As an implant (buried) or accessory for internal medicine, when a patient suffers from a low heart beat rate, a pacemaker (Pacemaker--an automatic ventricular contraction device) can be implanted (buried) to stimulate the heart. A device that ensures the normal number of heart beats - Translator's Note). An electrode wire is embedded from the subclavian vein to the heart. This electrode inputs electronic signals to the pacemaker, which becomes the pacemaker. Recently, the pacemaker product has a mass of 20g and a thickness of 6mm. It is so small that it is connected with electrode wires and embedded under the skin. The battery and control circuit are packed into a small container (box), which is a pure titanium product that is non-harmful to living organisms.
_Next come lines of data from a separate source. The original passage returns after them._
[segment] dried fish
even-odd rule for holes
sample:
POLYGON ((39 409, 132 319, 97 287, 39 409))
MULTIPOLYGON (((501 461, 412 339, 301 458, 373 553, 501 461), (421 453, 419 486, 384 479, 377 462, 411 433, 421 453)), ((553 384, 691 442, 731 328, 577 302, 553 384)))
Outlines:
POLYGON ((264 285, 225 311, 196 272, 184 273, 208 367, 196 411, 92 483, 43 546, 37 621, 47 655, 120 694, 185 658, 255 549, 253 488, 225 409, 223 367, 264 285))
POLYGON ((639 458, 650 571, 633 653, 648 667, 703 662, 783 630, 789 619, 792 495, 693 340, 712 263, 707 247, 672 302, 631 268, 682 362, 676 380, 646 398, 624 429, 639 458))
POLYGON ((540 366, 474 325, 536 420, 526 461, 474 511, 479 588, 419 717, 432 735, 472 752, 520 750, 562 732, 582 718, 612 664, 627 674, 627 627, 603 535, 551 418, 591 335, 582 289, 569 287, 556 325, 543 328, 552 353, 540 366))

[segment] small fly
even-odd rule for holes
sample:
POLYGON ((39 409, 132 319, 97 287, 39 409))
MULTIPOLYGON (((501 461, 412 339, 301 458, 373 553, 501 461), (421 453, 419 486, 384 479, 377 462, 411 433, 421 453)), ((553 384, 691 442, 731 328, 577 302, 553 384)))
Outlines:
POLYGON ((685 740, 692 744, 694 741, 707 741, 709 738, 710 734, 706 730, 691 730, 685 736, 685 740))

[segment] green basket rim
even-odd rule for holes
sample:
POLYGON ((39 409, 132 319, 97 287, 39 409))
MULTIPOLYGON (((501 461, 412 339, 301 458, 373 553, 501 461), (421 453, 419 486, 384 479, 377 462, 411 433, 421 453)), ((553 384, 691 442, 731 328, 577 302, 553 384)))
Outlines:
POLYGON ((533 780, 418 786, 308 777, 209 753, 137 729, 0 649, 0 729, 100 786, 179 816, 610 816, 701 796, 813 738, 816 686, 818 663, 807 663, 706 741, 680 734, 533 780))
The battery life must be maintained at a minimum of 6 years, so this small container (box) is required to have long-term stability and safety. Now, nearly 5,000 people in Japan have benefited.

The results of titanium treatment can also be seen in surgical instruments. Especially in long-term neurosurgery of more than 10 hours, forceps are also required to be lightweight, and hemostatic forceps and other hemostatic forceps must be made of titanium. Many dental treatment equipment, such as implants, surgical instruments for attachment, and vibrators for removing tartar, are made of titanium. In addition to implants (buries) and attachments, assistive equipment and wheelchairs are also being made of titanium. When part of a limb is missing due to illness or an accident, a prosthetic limb must be made to restore function. Since the main part is made of metal, it must be lightweight, durable (mainly corrosion resistance and fatigue damage resistance), and In terms of biological compatibility (Ni, Cr, etc.), it is being applied. In terms of wheelchairs, the main goal is to reduce the weight of the entire wheelchair, so some use titanium in almost all metal parts such as frames and wheels.